Regarding the utility of the 4Kscore in the active surveillance setting, Lin et al. prospectively evaluated 718 men enrolled in the multi-institutional Canary PASS trial, demonstrating that 4Kscore improved predictions of high-grade prostate cancer at confirmatory biopsy, but did not add substantive predictive value at subsequent surveillance biopsies.28 Similar findings were seen in a Spanish study of 137 men on active surveillance, where 4Kscore risk was associated with reclassification at confirmatory biopsy. Among men with 4Kscore below 7.5%, reclassification to Gleason 3 + 4 was missed in 2 men (6%) with no reclassification to Gleason 4 + 3.29

With 2330 patients, the present study is the largest series evaluating the role of the 4Kscore in predicting adverse pathology at radical prostatectomy. It is also the first study to evaluate the utility of the 4Kscore for the endpoint of BCR.

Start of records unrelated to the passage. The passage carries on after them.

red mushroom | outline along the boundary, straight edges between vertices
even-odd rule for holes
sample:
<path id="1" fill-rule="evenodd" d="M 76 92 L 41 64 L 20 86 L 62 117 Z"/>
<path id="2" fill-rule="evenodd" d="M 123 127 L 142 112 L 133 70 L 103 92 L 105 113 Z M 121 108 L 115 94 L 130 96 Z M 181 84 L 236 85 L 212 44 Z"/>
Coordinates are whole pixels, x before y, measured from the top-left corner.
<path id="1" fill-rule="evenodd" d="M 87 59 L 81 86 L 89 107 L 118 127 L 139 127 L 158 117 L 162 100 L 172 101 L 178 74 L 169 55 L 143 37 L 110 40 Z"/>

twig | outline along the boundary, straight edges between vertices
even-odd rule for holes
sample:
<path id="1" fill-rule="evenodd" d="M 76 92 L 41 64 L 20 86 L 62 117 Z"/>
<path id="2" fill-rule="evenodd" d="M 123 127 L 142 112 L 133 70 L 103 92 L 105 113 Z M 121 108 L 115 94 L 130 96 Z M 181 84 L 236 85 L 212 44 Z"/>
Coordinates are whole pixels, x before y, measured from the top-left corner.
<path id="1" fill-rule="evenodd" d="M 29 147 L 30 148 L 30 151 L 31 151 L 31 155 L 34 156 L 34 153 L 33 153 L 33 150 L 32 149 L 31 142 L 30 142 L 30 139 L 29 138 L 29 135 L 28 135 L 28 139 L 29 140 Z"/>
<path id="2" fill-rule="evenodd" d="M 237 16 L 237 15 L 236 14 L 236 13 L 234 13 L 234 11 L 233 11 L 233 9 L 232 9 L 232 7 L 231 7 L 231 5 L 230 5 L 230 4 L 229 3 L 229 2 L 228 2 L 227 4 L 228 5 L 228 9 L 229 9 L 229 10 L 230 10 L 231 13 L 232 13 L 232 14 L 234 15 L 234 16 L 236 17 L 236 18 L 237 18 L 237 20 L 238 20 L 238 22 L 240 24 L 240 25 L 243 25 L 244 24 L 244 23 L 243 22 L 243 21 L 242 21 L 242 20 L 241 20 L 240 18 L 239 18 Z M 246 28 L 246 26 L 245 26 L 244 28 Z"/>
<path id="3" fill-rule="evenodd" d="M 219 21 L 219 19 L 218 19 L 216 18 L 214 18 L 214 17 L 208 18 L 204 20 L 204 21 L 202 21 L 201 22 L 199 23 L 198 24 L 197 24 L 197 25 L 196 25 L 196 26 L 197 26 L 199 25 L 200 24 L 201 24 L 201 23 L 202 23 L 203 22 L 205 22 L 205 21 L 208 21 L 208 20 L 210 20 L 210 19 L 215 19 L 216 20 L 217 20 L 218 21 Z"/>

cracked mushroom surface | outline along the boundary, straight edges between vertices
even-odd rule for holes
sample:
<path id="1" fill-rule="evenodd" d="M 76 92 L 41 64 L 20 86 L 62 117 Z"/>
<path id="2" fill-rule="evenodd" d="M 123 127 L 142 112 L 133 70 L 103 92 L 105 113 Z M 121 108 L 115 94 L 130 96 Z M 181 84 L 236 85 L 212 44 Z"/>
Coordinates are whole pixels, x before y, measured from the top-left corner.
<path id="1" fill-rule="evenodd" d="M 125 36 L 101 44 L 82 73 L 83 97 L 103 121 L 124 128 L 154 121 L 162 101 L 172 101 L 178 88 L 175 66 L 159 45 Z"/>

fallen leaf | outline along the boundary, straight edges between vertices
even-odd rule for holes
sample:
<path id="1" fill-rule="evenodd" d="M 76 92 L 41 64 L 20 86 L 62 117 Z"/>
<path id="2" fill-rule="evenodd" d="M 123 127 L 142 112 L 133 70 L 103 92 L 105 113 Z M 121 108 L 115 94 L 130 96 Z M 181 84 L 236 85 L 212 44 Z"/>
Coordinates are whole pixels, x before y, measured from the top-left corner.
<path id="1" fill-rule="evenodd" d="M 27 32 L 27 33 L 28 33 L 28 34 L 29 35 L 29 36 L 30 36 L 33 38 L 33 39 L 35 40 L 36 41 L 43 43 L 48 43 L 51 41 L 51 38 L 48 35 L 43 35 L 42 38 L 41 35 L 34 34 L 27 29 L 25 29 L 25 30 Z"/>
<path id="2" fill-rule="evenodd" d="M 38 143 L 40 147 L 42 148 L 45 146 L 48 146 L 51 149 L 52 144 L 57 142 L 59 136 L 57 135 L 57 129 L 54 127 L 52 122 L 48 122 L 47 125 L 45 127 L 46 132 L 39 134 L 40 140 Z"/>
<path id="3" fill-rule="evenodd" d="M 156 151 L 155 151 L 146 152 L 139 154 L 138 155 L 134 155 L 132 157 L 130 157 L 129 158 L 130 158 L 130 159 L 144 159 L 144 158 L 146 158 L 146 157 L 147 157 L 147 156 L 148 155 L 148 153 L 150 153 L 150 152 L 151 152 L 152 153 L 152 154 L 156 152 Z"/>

One limitation of this study is that detailed biopsy pathology with the number of positive cores and millimetres of cancerous tissue was available for 58% of the cohort. Moreover, the percentage of Gleason 4 was lacking in most Gleason 3 + 4 biopsies. As quantitative Gleason grading provides substantial prognostic information in Gleason 3 + 4 carcinomas,30 the impact of the 4Kscore may be dampened. However, the findings from sensitivity analyses that included detailed biopsy pathology data were similar to the main findings. This suggests that the 4Kscore adds important information about the risk of adverse pathology above and beyond that contained in detailed reporting of biopsy pathology, such as the number of cores and tumour length, which is not routinely reported by pathologists. A second possible limitation is that our study was restricted to a single centre. Our findings on Gleason 3 + 3, related to confirmatory biopsy, replicate those of a prior study;28 our findings on treatment decision-making in Gleason 3 + 4 disease require further investigation. Finally, our cohort and results are in the pre-MRI era, and the association between 4Kscore, outcomes and MRI is not fully established and requires further research.

Conclusion

The 4Kscore strongly predicts adverse pathology and BCR in men with low-grade cancer on biopsy. In practice, the 4Kscore, along with additional tests such as MRI, could assist physicians and their patients in making the critical clinical decision for Gleason 3 + 3 cancers: whether to engage in additional risk assessment, such as a confirmatory biopsy, before initiating active surveillance. Evidence that the 4Kscore improves decision-making in biopsy Gleason 3 + 4 cancer (e.g. active surveillance vs definitive treatment) is less strong, but worthy of further study, especially in cohorts with low volume of Gleason pattern 4.